La tensión entre el sector agrario europeo y la Comisión Europea volvió a escalar tras el anuncio de la presidenta Ursula von der Leyen sobre un supuesto adelanto de 45.000 millones de euros de la Política Agraria Común (PAC) 2028-2034, comunicado en la antesala de una reunión clave de ministros de Agricultura de la Unión Europea para definir el futuro del acuerdo comercial con Mercosur.
Desde la Coordinadora de Organizaciones de Agricultores y Ganaderos (COAG) manifestaron un profundo escepticismo y exigieron "claridad, honestidad y transparencia" sobre el origen y las condiciones reales de esos fondos. Para la organización, el anuncio carece de precisiones concretas y genera más interrogantes que certezas en un momento crítico para el campo europeo.
"Los agricultores y ganaderos no merecen anuncios grandilocuentes, sino compromisos verificables y sinceros sobre el futuro de la PAC", señalaron desde COAG, que pidió a la Comisión Europea poner fin a lo que definieron como la "ceremonia de la confusión". Según la entidad, no está claro si se trata de nuevos recursos, de un adelanto presupuestario o de una reconfiguración interna de fondos ya existentes.
El malestar se profundiza por el contexto político en el que se produjo el anuncio. Para COAG, el objetivo sería desactivar las protestas del sector agrario europeo frente a un acuerdo comercial que consideran altamente perjudicial. "La expulsión del mercado por la competencia desleal de importaciones sin control desde Mercosur no se evita con dinero", advirtió el secretario general de la organización, Miguel Padilla.
Desde la entidad sostienen que, aun con ayudas económicas significativas, no se compensa el daño estructural que podría provocar la entrada masiva de productos agrícolas y ganaderos procedentes de países con estándares sanitarios, medioambientales, laborales y de bienestar animal muy inferiores a los exigidos en la Unión Europea.

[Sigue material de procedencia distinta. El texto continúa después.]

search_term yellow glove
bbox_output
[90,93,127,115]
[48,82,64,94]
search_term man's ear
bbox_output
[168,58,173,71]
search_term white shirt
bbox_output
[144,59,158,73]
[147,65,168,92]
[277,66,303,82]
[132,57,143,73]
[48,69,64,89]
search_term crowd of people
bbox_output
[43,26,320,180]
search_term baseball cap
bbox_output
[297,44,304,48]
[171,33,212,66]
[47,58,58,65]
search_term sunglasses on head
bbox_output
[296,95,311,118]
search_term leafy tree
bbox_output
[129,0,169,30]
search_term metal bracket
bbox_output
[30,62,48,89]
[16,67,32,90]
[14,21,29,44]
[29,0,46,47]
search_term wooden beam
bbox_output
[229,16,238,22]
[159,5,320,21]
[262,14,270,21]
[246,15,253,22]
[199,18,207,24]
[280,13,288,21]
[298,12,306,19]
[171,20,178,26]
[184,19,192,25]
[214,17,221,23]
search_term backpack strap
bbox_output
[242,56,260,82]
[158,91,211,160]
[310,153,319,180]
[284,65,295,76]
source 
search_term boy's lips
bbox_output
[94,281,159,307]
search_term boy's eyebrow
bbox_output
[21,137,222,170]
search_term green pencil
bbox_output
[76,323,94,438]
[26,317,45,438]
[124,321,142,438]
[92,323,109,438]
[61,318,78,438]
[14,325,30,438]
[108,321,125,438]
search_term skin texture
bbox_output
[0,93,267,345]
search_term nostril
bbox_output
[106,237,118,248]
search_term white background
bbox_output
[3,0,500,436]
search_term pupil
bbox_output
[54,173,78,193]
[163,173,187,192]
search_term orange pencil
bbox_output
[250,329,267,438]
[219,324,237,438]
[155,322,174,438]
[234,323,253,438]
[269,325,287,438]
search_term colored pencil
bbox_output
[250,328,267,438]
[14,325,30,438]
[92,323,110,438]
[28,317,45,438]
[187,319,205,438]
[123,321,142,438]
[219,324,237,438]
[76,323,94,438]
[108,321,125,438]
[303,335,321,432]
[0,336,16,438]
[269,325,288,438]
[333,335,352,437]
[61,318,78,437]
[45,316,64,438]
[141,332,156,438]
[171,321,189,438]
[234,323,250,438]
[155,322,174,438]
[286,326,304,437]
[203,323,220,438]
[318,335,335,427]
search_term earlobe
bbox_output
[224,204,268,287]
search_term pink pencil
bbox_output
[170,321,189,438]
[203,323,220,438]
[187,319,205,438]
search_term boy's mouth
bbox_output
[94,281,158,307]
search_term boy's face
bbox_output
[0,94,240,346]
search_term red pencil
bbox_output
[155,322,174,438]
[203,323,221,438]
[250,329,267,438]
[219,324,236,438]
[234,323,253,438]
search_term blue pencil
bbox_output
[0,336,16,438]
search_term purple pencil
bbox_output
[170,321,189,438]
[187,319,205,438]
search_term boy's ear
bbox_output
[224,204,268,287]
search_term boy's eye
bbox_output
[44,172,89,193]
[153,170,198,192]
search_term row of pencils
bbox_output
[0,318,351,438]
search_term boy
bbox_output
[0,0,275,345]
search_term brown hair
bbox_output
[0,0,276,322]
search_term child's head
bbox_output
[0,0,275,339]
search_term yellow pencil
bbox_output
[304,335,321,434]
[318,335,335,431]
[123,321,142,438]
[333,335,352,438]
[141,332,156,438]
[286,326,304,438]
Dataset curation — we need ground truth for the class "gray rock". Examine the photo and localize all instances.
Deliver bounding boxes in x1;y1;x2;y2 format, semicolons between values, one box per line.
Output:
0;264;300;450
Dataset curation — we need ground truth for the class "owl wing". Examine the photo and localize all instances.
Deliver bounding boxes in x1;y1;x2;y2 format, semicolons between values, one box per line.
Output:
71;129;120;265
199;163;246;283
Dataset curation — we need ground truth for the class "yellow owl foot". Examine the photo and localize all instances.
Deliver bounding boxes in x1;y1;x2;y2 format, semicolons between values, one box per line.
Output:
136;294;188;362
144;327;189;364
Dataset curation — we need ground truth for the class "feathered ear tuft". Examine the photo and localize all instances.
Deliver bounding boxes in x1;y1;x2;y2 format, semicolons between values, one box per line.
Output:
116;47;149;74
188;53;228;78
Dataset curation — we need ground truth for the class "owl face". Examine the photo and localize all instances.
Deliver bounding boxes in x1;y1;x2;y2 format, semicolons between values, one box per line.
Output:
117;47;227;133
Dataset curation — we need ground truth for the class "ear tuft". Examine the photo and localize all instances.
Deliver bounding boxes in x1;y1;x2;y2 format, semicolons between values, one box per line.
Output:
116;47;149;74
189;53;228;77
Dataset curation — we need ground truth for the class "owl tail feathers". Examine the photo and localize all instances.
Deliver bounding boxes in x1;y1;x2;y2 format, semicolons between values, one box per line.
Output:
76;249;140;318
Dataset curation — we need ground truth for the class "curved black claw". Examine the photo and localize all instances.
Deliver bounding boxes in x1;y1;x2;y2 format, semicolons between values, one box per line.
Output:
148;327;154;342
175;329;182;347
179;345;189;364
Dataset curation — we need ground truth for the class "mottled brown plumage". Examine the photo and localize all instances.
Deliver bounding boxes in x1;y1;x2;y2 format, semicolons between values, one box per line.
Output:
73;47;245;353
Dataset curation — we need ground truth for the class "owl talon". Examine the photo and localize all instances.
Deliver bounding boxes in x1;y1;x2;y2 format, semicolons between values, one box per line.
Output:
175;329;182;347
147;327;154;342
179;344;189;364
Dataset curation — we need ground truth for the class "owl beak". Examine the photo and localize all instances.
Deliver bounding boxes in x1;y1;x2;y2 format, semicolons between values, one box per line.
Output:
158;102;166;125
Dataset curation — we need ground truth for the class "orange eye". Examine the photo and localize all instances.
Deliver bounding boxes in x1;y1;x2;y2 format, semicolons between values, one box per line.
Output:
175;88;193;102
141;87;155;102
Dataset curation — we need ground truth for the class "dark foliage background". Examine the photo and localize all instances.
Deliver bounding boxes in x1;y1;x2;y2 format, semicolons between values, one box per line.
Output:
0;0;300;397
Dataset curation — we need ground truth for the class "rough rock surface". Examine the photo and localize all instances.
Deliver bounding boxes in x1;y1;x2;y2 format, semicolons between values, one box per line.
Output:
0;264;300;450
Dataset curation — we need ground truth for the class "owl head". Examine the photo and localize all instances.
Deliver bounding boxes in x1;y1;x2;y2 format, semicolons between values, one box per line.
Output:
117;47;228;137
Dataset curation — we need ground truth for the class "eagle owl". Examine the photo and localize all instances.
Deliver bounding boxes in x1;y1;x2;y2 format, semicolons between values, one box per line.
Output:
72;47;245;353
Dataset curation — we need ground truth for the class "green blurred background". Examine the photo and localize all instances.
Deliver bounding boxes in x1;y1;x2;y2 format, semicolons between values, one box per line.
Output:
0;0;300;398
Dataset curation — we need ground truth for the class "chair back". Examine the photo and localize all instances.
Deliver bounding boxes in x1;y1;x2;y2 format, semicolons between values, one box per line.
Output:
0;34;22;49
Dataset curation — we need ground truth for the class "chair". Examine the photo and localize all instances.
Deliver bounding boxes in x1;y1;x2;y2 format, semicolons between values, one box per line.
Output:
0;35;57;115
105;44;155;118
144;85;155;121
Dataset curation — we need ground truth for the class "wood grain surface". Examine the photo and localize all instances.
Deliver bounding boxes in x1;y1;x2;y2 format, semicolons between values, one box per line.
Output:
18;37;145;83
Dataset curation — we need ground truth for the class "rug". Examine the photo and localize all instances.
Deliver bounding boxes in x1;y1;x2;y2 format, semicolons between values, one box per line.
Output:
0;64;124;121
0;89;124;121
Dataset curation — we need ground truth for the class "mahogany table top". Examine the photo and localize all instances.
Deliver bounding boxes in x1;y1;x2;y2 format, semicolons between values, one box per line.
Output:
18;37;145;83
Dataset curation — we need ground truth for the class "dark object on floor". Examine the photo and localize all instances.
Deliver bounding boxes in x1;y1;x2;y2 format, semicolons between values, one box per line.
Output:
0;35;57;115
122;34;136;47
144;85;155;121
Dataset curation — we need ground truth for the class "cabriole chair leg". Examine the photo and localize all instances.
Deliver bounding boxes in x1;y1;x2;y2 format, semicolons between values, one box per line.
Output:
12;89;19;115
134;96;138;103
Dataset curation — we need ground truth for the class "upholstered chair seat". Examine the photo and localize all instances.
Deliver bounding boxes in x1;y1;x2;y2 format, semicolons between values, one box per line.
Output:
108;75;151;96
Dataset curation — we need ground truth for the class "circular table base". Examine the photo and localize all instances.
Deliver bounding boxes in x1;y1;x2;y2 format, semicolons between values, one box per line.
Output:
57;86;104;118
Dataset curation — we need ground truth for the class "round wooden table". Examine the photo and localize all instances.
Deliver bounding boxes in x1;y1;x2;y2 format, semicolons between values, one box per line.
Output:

Padilla fue aún más contundente al cuestionar la estrategia de Bruselas: "La Comisión Europea no puede cambiar vacas por coches y llamarlo progreso. No puede sacrificar al ganadero de Salamanca o Asturias para que una multinacional venda más en Buenos Aires". En esa línea, afirmó que el acuerdo representa un "intercambio de cromos" en el que el sector primario europeo se convierte en moneda de cambio para beneficiar a grandes industrias.
COAG denuncia que, mientras se anuncian cifras millonarias para el período 2028-2034, la Comisión Europea avanza en la firma de un tratado que, a su entender, destruye el modelo productivo europeo, basado en la sostenibilidad, la calidad, la seguridad alimentaria y el arraigo territorial.
Por todo ello, la organización reiteró su oposición firme y absoluta al acuerdo UE-Mercosur y llamó a los gobiernos de los Estados miembros, especialmente al Gobierno de España, a bloquear definitivamente un tratado que consideran lesivo para los intereses de la agricultura y la ganadería europeas.